I poised my fingers over the keys, but couldn't think of what to type.
MH: (10:05 p.m.) Dr. Middleton, am I correct in assuming you developed a relationship with John Watson during the time he was under your care?
At that moment, I disliked this man even more than usual. I took a deep, cleansing breath before responding.
Merry Middleton: (10:06 p.m.) Answering that question would breech doctor/patient confidentiality, Mr. Holmes. I'm assuming you aren't asking me to break that confidentiality?
MerryMiddleton: (10:06 p.m.) In addition, Mr. Holmes, are you familiar with the term "conflict of interest?"
I didn't wait for a response. Infuriated by his line of questioning, I closed the laptop, effectively shutting him up for a moment.
Whether we admitted it or not, every psychiatrist established some kind of relationship with each of our patients. We earned their trust, we handed them tissues as they wept. We were their voices of reason and their shoulders to cry on.
We wouldn't be human if we didn't care about them in return.

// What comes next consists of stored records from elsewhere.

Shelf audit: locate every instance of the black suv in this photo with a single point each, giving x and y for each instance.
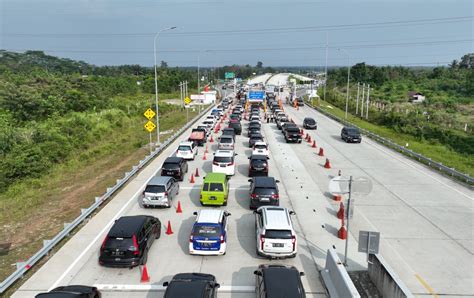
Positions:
(128, 241)
(237, 127)
(309, 123)
(292, 134)
(258, 165)
(263, 192)
(175, 167)
(279, 281)
(73, 291)
(192, 285)
(351, 135)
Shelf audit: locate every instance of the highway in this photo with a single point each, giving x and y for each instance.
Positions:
(425, 221)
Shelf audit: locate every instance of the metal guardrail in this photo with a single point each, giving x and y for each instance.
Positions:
(421, 158)
(48, 245)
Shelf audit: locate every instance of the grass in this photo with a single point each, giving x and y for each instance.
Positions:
(433, 150)
(36, 209)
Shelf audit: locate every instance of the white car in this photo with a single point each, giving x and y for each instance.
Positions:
(260, 148)
(187, 150)
(224, 162)
(276, 237)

We didn't forget them, either. Just the mention of John's name brought back a rush of case notes:
John Watson, diagnosed with Post Traumatic Stress Disorder after two tours in Afghanistan. He'd suffered a gunshot wound to his left shoulder, which shattered bone and grazed the subclavian artery. The wound had healed well, but since returning to civilian life, John had suffered from Somatic Symptom Disorder involving pain and numbness in his right leg. He'd also suffered from an intermittent tremor in his hands due to excessive anxiety.

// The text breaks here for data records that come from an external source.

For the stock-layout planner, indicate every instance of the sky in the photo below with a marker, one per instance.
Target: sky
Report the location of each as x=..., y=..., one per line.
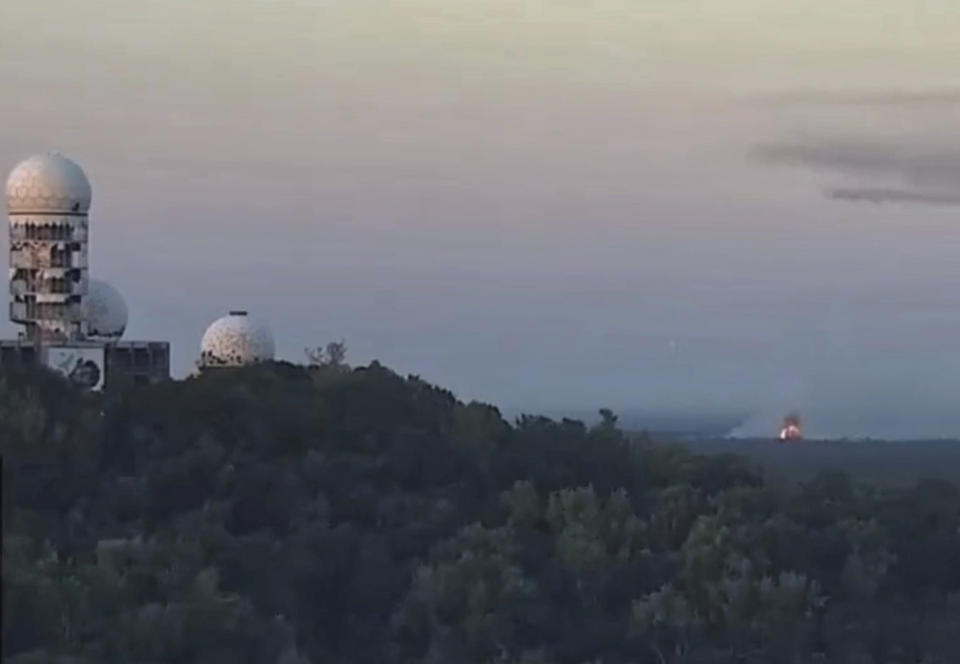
x=683, y=206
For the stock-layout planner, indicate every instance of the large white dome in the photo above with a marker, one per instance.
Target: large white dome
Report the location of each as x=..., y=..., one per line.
x=106, y=310
x=48, y=183
x=236, y=340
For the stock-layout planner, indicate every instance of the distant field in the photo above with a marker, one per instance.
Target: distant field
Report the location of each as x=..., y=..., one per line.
x=900, y=462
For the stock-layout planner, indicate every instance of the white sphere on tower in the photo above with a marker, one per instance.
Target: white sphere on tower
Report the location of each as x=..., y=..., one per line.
x=48, y=198
x=106, y=311
x=48, y=183
x=236, y=340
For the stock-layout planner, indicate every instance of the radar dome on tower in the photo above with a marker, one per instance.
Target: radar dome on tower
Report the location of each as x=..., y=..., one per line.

In my mind's eye, I could see my own handwriting scrawled across his file notes: Nightmares. Loneliness. Trust issues.
If I'd been his friend, I would have suggested he take up volunteer work or join an online dating service. As his therapist, I had suggested he start a blog, which would teach him to share himself with others, to consciously think of the good and bad parts of each day and to force him to focus outside his own memories.
He had taken my advice. And his best friend, the same man now sleeping in the next room, had provided him with ample fodder throughout the years.
I felt I was betraying that man who slept so near, completely unaware of what was transpiring, just by having this conversation with his brother.
But was I ignoring John in his darkest hour by ignoring Holmes' messages?
Not surprisingly, there was a message waiting when I opened the laptop again.
MH: (10:08 p.m.) What took you so long?
The bastard. I could almost see his smug face through his text message.
MerryMiddleton: (10:11 p.m.) What happened?
MH: (10:12 p.m.) John Watson is insisting Sherlock is alive.
As if on cue, there was a loud snore from the bedroom next door, and a shuffling as Sherlock muttered in his sleep.
MerryMiddleton: (10:13 p.m.) Why does he think that?
MH: (10:14 p.m.) He visited the morgue today to view the body.
Not the body. Your brother's body, I added silently.
MH: (10:15 p.m.) He was refused entrance, naturally. After this, he seemed quite disoriented. We thought we'd need to take him to the hospital, but that has been avoided.
MH: (10:15 p.m.) For the time being.
MerryMiddleton: (10:16 p.m.) Where is he?
MH: (10:17 p.m.) 221B Baker St.
MerryMiddleton: (10:17 p.m.) He's not alone?
MH: (10:18 p.m.) No.
Thank God for that, I thought. My fingers flew across the keyboard.
MerryMiddleton: (10:18 p.m.) Is he stable?
MH: (10:19 p.m.) For the moment.
MH: (10:20 p.m.) Distraught, naturally. Breaking things. I doubt there are any teacups left intact.
MH: (10:20 p.m.) Unable to stop weeping. Tearing the apartment apart, insisting he's lost something.
MH: (10:21 p.m.) My bet is on his mind.
I clenched my jaw. This man was cold.
MH: (10:19 p.m.) Mrs. Hudson finally talked him into resting in Sherlock's bed. She nearly had to recline with him. It was pathetic.
Anger bubbled inside me as I stared at the laptop screen. I simply couldn't supply a rational response to such nastiness.
But then I didn't need to respond as I heard the disturbance coming from the room next door. A whimper in the back of his throat at first. The throaty moan of someone locked inside a nightmare.
Before I could even tell Mycroft Holmes that I needed to go, that his brother needed me, Sherlock found his voice. The scream erupted from him, high and shrill, and I slammed the laptop shut without typing another word.